The story’s narrator is the father of the family, Kip Langer, a successful orthognathic surgeon who obviously loves his two daughters, Renata and Mina, and his thirteen-year-old son, Eric (the child from a previous marriage), but he doesn’t really understand them. Eric, alienated, overweight, technophile that he is, doesn’t make family relations easier when he brings everyone down the rabbit hole of his teenaged angsty, ill-conceived escapades. The story unfolds as a simple family tale and soon ends up with the reader not knowing just how far the kids can go, while the two dumbfounded parents stand near-paralyzed as they pull their hair out in frustration.
So what happens to cause such parental consternation? Without giving too much away, suffice it to say the boy isn’t happy with his life, and he wants to pay the school, its faculty and staff, the students, and even the other students’ parents—every single one of them—back. How to do this? Computers, obviously. Blum deftly spotlights our technology-crazed world and exposes contradictions all of us face—moral, spiritual, and identity based—and does so without ever losing the seriousness, even while we laugh out loud.
It’s somewhat of a tradition to look at American life through rose-colored glasses, and parents have long been on the forefront of this tendency. This book’s narrator is no different. Though he is obviously a good man, Kip is deeply flawed, and yet he wouldn’t be an interesting character if he wasn’t. When he chooses not to “see” certain events that are far too unpleasant, matters are made worse. As a reader, our sympathies seem to flutter from Kip to his son and back again.

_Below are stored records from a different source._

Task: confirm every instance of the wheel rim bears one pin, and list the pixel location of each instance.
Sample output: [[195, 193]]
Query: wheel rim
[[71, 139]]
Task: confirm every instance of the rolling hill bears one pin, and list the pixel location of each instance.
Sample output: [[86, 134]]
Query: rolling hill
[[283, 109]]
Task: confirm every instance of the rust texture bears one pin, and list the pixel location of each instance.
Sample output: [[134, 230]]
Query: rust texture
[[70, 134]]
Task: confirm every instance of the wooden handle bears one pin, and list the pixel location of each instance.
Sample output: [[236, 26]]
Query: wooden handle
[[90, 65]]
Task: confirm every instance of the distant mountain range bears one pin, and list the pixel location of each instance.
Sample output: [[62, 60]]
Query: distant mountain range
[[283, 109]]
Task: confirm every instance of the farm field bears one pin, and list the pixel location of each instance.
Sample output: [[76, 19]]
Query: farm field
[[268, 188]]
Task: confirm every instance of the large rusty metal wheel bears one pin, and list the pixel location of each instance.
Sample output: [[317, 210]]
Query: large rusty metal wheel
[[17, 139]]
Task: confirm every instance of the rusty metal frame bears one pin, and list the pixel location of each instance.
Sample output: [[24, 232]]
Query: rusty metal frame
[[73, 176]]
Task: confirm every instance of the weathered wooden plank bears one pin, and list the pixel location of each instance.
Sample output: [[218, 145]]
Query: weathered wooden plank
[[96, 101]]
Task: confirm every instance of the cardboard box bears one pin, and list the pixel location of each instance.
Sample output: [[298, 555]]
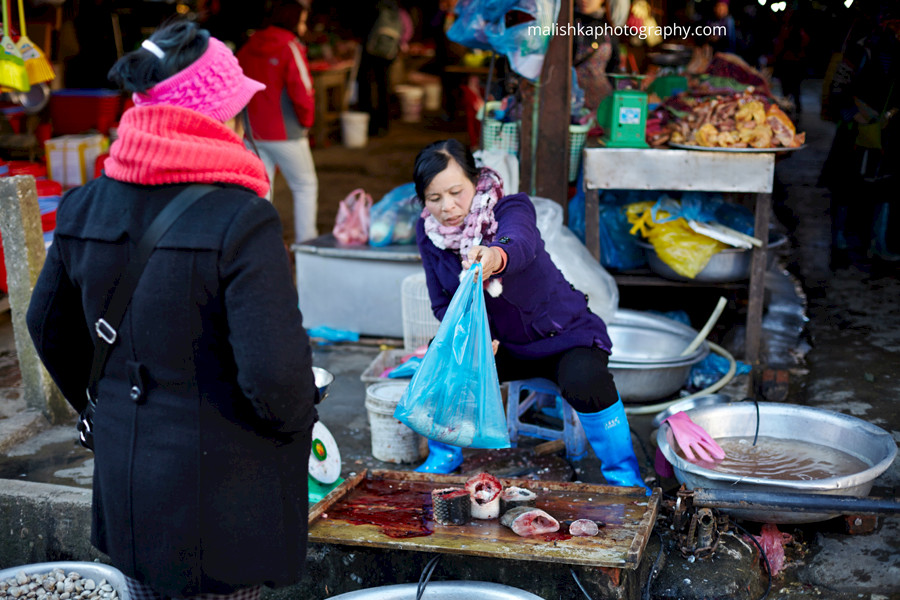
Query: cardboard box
[[71, 158]]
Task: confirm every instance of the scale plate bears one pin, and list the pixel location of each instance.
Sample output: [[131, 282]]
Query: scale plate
[[324, 458], [734, 150]]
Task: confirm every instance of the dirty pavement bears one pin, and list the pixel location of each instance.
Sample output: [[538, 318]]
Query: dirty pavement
[[835, 334]]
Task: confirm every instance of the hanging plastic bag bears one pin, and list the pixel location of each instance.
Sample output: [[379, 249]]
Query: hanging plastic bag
[[351, 226], [483, 24], [393, 218], [454, 396]]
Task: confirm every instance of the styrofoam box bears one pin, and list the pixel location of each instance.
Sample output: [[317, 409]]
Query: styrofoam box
[[354, 288], [71, 158]]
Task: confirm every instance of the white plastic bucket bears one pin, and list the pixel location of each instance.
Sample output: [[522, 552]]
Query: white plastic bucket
[[410, 102], [433, 95], [355, 129], [392, 441]]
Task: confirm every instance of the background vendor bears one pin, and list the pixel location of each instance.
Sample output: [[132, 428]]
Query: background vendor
[[540, 323]]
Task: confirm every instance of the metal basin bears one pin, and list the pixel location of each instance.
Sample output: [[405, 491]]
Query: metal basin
[[442, 590], [645, 361], [869, 443], [731, 264]]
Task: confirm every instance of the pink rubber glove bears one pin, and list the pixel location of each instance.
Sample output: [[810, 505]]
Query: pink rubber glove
[[693, 439]]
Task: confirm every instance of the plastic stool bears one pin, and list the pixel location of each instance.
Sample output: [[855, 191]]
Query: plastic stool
[[540, 393]]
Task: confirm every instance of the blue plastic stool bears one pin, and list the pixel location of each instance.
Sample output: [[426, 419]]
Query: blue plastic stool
[[533, 394]]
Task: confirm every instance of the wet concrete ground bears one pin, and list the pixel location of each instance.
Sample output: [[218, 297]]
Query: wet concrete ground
[[845, 359]]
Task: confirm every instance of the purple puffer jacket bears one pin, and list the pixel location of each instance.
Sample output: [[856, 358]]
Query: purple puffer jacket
[[539, 313]]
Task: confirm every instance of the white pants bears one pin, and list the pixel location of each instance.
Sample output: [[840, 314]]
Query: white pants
[[294, 159]]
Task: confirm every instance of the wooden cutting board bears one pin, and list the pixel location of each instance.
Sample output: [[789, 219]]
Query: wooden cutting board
[[392, 509]]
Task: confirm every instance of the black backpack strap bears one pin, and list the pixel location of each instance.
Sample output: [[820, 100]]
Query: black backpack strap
[[106, 326]]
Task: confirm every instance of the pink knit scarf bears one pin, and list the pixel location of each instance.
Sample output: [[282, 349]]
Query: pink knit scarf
[[478, 227], [169, 144]]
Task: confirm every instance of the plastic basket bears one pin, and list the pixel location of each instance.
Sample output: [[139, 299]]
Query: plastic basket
[[577, 139], [419, 322], [498, 135]]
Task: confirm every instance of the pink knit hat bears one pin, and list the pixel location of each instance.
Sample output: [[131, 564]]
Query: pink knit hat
[[214, 85]]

But both of them deserve our love. In one scene, when the whole school seems to be turning against his son, the father stands in front of the principal, faculty, and parents and says, “Who can tell me why, at a Jewish Day School, that teaches Jewish values and history, a history that includes centuries of blame and persecution based on nothing but pure hatred, and costs $18,700 a year per student—why is my son being scapegoated?” The pain here is palpable, and Blum is highly skilled in showing the reader the complexity of contemporary Jewish life in a largely indifferent gentile world.
Earlier this year, Jonathan Blum was a guest on the legendary radio program Bookworm. On the show, the host, Michael Silverblatt, called him a “success story,” a writer who’s been plugging at it for over twenty-five years and now finally finds his book in print. Blum teaches creative writing classes at the Iowa Writer’s Workshop’s Summer Writing Festival, where I took a class with him. His energy brims over with a lifelong love of the greats—Hemingway, O’Connor, Carver, Cheever, Denis Johnson, and more. As one who, like Blum, admires great fiction, I see some of those influences in his work: the melancholy and astuteness of Bellow and the humor of Roth, among others. I’m glad that after six years of trying, someone accepted his book for publication. Let’s hope there are more to come.